# Cat Got Out of Drop Trap



## DavidR (1 mo ago)

I've been feeding a little orange kitten that was born outside last summer. There were originally 5 kittens. My neighbors said they would taken them in and take them to a shelter if I caught them so I caught the mother and kittens in a tomahawk live spring trap and gave them to the neighbors. The neighbors left their window open and the mother cat tore through the screen and left with all of the kittens.

So, the mother cat and one of the kittens was caught again, but my neighbors decided to let them go because the other kittens weren't with them.

So, I decided that I would just take in the mother cat and the kitten myself and get them both spayed and them just keep them indoors. I have 2 other cats already, but I will get the 2 strays to the vet right away to get them spayed, their shots, and testing for FIV and feline leukemia, and for the vet to treat them for parasites.

Neither the kitten or her mother are technically feral despite the kitten being born outside. The kitten was friendly with me until I tried trapping her tonight. Now there is no sign of her.

Because they were trapped twice already in a regular spring trap neither of the stray cats will go back into a regular spring cat trap. So I decided to order a drop trap and the transfer cage. They came today.

The kitten is actually somewhat friendly with me, I guess because I've been feeding her all this time. She runs down the driveway to see my when I come home and will even drop down and roll around by my feet. The mother cat used to somewhat friendly with me until I trapped her twice before for the neighbors.

So, tonight I set up the drop trap and within just a few minutes the kitten was in it, but I could NOT get her to go into the transfer cage. I tried just about everything and unfortunately, probably scared her quite a bit in the process. I tried tapping on one end of the drop trap and prodding her with a small stick in the hopes that she would go into the transfer cage, but she would not.

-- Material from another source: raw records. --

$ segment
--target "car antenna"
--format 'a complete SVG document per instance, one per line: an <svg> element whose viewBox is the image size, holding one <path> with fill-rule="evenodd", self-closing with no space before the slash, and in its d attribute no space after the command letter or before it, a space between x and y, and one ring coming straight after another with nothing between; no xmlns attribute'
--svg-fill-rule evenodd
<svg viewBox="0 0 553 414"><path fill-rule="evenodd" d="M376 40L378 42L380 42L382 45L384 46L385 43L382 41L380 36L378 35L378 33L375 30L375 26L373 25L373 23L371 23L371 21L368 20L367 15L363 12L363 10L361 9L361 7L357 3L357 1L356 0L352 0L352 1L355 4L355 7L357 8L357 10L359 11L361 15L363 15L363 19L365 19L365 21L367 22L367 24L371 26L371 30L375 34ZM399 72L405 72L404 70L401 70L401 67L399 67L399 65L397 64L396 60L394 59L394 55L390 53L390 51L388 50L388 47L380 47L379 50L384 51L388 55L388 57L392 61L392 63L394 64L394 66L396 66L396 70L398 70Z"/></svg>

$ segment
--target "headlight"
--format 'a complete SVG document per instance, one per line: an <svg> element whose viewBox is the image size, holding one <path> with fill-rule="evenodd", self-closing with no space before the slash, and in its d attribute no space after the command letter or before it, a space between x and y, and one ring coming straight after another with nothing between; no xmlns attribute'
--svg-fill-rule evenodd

After about an hour, I saw my next door neighbor come outside and I asked them to come out back and see if they could help me get her to move into the transfer cage. They could not.

So, finally I decided to just put on a pair of gloves and try to stick my hand under there and push the cat into the transfer cage, but we must have raised the cage up too high because the cat bolted out of the drop trap.

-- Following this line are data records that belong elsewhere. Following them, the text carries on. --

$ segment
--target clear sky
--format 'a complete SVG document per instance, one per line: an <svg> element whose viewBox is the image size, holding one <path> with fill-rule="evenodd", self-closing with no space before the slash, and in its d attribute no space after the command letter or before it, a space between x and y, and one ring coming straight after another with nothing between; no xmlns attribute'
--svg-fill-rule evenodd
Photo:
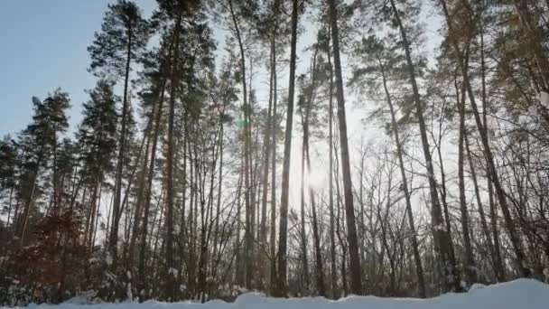
<svg viewBox="0 0 549 309"><path fill-rule="evenodd" d="M0 136L24 128L31 97L60 87L73 108L72 127L81 118L85 89L96 78L87 71L87 47L100 30L112 0L0 0ZM154 0L136 1L148 16Z"/></svg>

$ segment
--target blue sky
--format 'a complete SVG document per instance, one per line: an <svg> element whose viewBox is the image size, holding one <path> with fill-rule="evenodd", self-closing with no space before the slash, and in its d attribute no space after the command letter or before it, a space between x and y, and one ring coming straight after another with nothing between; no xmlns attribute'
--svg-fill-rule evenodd
<svg viewBox="0 0 549 309"><path fill-rule="evenodd" d="M60 87L70 95L71 127L81 119L85 89L96 78L87 71L87 47L100 30L111 0L0 1L0 136L28 124L31 97ZM148 15L154 0L136 1Z"/></svg>

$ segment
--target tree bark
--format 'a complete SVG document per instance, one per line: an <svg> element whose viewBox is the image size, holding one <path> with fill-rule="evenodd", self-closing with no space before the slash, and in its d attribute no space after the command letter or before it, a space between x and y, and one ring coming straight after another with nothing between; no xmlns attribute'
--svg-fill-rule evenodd
<svg viewBox="0 0 549 309"><path fill-rule="evenodd" d="M340 124L340 143L341 148L341 170L343 173L343 193L345 196L345 213L347 217L347 241L349 242L350 289L355 295L362 294L360 281L360 259L358 258L358 241L355 223L355 208L353 205L353 189L350 176L349 157L349 142L347 140L347 120L345 116L345 98L343 95L343 78L341 77L341 61L340 60L340 38L338 33L338 11L335 0L330 0L330 19L331 24L331 41L333 47L334 69L336 73L336 98L338 100L338 118Z"/></svg>
<svg viewBox="0 0 549 309"><path fill-rule="evenodd" d="M288 192L290 186L290 159L292 154L292 128L293 126L293 95L295 91L295 59L297 44L297 14L299 5L293 1L292 9L292 42L290 51L290 80L288 87L288 105L286 108L286 128L284 133L284 157L282 172L282 192L280 198L280 224L278 239L278 276L276 284L277 296L287 295L286 286L286 251L288 239Z"/></svg>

I hope the cat will be back, but I don't know afer all this. It is getting awfully cold here and tomorrow it is supposed to snow and I really wanted her indoors before the snow.

I don't know if she'll ever come back and if she does come back if she will ever go under the drop trap again.

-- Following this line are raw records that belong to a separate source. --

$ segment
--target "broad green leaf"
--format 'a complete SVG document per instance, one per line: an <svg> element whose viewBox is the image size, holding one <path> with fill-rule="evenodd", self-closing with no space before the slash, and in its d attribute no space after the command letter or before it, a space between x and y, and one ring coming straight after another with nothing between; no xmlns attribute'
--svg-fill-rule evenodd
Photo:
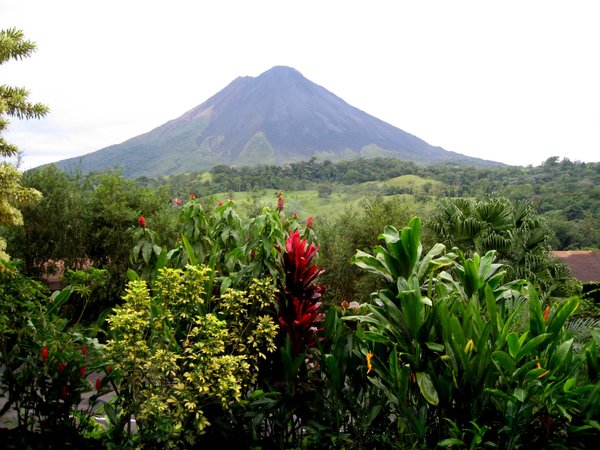
<svg viewBox="0 0 600 450"><path fill-rule="evenodd" d="M525 399L527 398L527 392L525 392L525 390L522 388L516 388L513 392L513 395L521 403L523 403L525 401Z"/></svg>
<svg viewBox="0 0 600 450"><path fill-rule="evenodd" d="M508 352L510 353L510 356L516 358L517 353L519 353L519 350L521 349L521 344L519 342L519 336L517 333L514 331L509 333L508 336L506 336L506 343L508 344Z"/></svg>
<svg viewBox="0 0 600 450"><path fill-rule="evenodd" d="M567 381L565 381L565 385L563 386L563 392L569 392L571 389L573 389L573 386L575 386L576 383L577 378L569 378Z"/></svg>
<svg viewBox="0 0 600 450"><path fill-rule="evenodd" d="M552 355L552 360L550 361L550 367L553 369L557 369L564 365L565 358L569 354L571 347L573 346L573 339L569 339L558 346L558 348L554 351L554 355Z"/></svg>
<svg viewBox="0 0 600 450"><path fill-rule="evenodd" d="M544 341L550 336L552 336L552 334L544 333L544 334L540 334L539 336L536 336L533 339L529 340L528 342L525 343L525 345L523 345L523 347L521 347L521 349L519 350L519 353L517 353L517 356L515 357L515 359L517 361L519 361L523 356L528 355L534 349L536 349L538 346L543 344Z"/></svg>
<svg viewBox="0 0 600 450"><path fill-rule="evenodd" d="M579 298L571 297L570 299L562 302L557 308L556 312L552 315L550 323L548 324L548 331L551 333L558 333L563 327L565 322L573 312L579 306Z"/></svg>
<svg viewBox="0 0 600 450"><path fill-rule="evenodd" d="M440 442L438 442L438 447L454 447L454 446L463 447L464 445L465 445L464 441L461 441L460 439L457 439L457 438L442 439Z"/></svg>
<svg viewBox="0 0 600 450"><path fill-rule="evenodd" d="M515 361L506 352L496 351L492 353L492 359L496 366L501 367L508 375L512 375L515 371Z"/></svg>
<svg viewBox="0 0 600 450"><path fill-rule="evenodd" d="M426 372L417 372L417 384L419 385L419 389L421 390L421 394L429 403L434 406L437 406L440 402L438 397L438 393L435 390L435 386L429 377L429 374Z"/></svg>
<svg viewBox="0 0 600 450"><path fill-rule="evenodd" d="M529 290L529 332L533 337L536 337L546 331L542 301L533 285L528 284L527 288Z"/></svg>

If she DOES come back and if I am able to catch her with the drop trap again does anyone have any suggestions for how to get her to move into the transfer cage. I watched several YouTube videos on it and it worked in the videos but this cat absolutely wasn't going in.I really like this cat and want to bring her in and take care of her, but I can't catch her. Any advice would be appreciated.


----------



## DavidR (1 mo ago)

Update - I put the drop away for now so she wouldn't be afraid to come back and the kitten did come back to eat last night and this morning so maybe I can eventually still catch her but I still won't know how to get her from the drop trap to the transfer cage which was the problem in the first place.


----------



## lolajy (19 d ago)

DavidR said:


> Update - I put the drop away for now so she wouldn't be afraid to come back and the kitten did come back to eat last night and this morning so maybe I can eventually still catch her but I still won't know how to get her from the drop trap to the transfer cage which was the problem in the first place.


 Some suggestions online, especially if you’re working alone are to uncover the drop trap, while drawing the cover towards and over the transfer cage. A trapped animal doesn’t like being exposed. Other ideas involved the use of a spray bottle of water, or a stick—don’t prod the animal—just try to get it moving towards the transfer cage. Last idea is just to wait the cat out and it will eventually enter the transfer cage. There are also divider “forks” you can buy from Tomahawk that you can keep gradually moving the cat towards the transfer cage. I am going to be trying some of these techniques very soon on my own escaped cat.


----------